Голосу Эффи не доставало уверенности.
— Что не помешало бы мне, в итоге, оказаться в том же монастыре или захудалом дворце. К слову, эта участь меня не пугает. Я прекрасно умею жить вдали от столицы. Весь ваш придворный серпентарий кажется мне занятным, странным и неприятным. И да — за глупую гусыню отдельное спасибо.
— О! — щёки Эффидель заметно покраснели. — Прости! Не знаю, как сорвалось с языка. Я так вовсе не думаю.
— В твоей ситуации только и остаётся, что утверждать нечто подобное. Но, конечно же, я тебя прощаю. Однако слушать весь этот, попахивающей изменой и заговором бред, больше не стану. По счастью, твой отец жив и здоров, и есть надежда, что он будет жив и здоров в ближайшее десятилетние. Так что к тому времени как придётся делить трон, возможно, и у твоего брата с женой и у меня с Торном, и даже у тебя, моя дорогая, уже дети подрастут, а наши страсти поутихнут вместе с пылом ушедшей молодости.

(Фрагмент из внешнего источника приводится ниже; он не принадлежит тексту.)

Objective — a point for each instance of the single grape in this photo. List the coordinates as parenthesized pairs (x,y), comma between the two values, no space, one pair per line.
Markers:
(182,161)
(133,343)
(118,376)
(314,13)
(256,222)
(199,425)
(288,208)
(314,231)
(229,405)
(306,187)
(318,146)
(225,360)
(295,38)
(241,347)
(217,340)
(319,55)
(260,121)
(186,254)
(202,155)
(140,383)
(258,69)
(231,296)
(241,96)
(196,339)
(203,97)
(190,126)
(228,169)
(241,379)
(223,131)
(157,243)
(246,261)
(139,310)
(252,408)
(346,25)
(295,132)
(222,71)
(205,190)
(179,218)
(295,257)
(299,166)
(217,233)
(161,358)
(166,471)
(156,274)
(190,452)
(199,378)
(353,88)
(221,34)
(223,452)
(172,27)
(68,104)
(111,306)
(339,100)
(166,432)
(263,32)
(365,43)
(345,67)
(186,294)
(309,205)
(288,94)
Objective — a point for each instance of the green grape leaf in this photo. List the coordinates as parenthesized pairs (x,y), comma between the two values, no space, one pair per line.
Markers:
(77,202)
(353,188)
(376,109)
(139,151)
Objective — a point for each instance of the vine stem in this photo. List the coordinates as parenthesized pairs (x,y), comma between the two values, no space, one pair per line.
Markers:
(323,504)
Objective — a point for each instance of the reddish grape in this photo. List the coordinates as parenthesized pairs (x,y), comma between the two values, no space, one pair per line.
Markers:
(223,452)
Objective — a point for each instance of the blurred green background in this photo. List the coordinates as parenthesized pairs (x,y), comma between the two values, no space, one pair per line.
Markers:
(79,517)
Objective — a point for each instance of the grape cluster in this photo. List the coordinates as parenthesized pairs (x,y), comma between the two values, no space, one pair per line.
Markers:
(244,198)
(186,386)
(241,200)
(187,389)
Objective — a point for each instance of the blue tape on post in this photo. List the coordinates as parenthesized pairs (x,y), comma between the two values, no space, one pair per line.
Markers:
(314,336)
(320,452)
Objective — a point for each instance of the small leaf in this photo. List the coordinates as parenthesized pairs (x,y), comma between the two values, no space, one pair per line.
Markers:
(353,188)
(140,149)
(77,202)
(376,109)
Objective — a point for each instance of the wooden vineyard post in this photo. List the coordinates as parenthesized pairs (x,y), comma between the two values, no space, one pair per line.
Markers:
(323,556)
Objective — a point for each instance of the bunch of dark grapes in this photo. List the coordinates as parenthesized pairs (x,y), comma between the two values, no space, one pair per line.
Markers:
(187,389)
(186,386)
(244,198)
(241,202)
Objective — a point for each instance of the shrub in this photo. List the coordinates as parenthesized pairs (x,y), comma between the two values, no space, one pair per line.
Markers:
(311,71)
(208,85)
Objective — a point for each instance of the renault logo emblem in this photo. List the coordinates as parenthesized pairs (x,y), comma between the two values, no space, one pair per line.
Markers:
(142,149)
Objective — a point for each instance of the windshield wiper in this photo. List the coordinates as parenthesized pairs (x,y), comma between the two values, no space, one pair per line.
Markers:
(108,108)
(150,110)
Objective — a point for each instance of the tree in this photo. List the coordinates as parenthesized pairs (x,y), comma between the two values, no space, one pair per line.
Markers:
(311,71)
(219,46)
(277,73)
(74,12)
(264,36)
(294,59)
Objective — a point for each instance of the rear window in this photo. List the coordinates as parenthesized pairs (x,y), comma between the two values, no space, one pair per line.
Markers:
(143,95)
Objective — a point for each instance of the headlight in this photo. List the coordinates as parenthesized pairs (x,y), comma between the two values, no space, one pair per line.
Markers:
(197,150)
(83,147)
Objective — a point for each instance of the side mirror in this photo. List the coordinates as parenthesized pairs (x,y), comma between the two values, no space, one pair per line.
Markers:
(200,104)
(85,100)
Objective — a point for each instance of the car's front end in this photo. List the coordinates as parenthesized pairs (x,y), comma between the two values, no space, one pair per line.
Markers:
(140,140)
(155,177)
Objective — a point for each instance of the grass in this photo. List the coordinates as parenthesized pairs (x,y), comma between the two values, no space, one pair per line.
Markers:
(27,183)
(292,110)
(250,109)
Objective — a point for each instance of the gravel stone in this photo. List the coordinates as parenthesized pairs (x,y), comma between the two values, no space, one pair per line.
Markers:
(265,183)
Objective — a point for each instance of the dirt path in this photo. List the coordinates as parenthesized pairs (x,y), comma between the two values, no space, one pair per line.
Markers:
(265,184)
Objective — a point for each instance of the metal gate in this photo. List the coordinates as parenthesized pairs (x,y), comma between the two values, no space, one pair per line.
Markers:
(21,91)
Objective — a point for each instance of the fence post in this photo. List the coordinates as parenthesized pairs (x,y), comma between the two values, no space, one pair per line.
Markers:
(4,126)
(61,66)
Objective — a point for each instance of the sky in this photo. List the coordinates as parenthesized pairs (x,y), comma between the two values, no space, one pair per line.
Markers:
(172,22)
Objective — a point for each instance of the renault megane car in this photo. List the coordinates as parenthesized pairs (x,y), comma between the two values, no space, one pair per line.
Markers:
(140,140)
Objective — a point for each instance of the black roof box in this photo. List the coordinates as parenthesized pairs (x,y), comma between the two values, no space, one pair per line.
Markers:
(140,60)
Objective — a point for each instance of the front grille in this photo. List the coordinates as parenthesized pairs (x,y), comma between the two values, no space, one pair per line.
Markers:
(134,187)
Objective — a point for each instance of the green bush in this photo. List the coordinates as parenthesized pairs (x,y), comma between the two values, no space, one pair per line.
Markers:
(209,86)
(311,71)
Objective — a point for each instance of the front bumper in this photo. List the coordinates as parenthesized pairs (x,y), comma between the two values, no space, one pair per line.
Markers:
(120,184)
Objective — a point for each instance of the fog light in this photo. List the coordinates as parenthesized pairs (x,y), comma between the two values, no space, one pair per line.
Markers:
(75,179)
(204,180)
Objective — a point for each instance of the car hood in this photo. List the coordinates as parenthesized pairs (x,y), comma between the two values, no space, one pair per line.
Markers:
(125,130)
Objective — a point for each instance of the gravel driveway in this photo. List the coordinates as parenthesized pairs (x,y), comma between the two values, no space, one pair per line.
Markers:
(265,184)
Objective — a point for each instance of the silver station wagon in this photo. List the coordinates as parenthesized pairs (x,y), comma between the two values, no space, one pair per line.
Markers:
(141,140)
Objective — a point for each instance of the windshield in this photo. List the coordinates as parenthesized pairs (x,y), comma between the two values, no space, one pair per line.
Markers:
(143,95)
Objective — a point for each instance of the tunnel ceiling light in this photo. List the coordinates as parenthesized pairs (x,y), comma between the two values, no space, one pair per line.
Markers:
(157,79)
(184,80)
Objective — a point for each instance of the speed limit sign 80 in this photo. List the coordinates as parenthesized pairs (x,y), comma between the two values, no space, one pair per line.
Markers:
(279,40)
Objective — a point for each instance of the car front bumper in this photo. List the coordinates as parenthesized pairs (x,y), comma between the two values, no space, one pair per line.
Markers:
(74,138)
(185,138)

— Правду говорят — обречённого не вразумить. Хочешь видеть в Торне прекрасного принца? Время всё расставит на свои места. Меня он всегда травил. И когда ты надоешь ему, тебя ждёт та же участь.
— Что ты подразумеваешь под словом «травить»? — усмехнулась Гаитэ, но усмешка её увяла под слишком тяжёлым для такой юной и хрупкой девушки, взглядом.
— Например однажды, на моих глазах раздавил сапогом котёнка. Всё из-за того, что хотел довести меня до слёз. Нужно признаться, у него получилось. А ещё отрывал крылья у птенчиков, и бросал их живых обратно в гнёзда.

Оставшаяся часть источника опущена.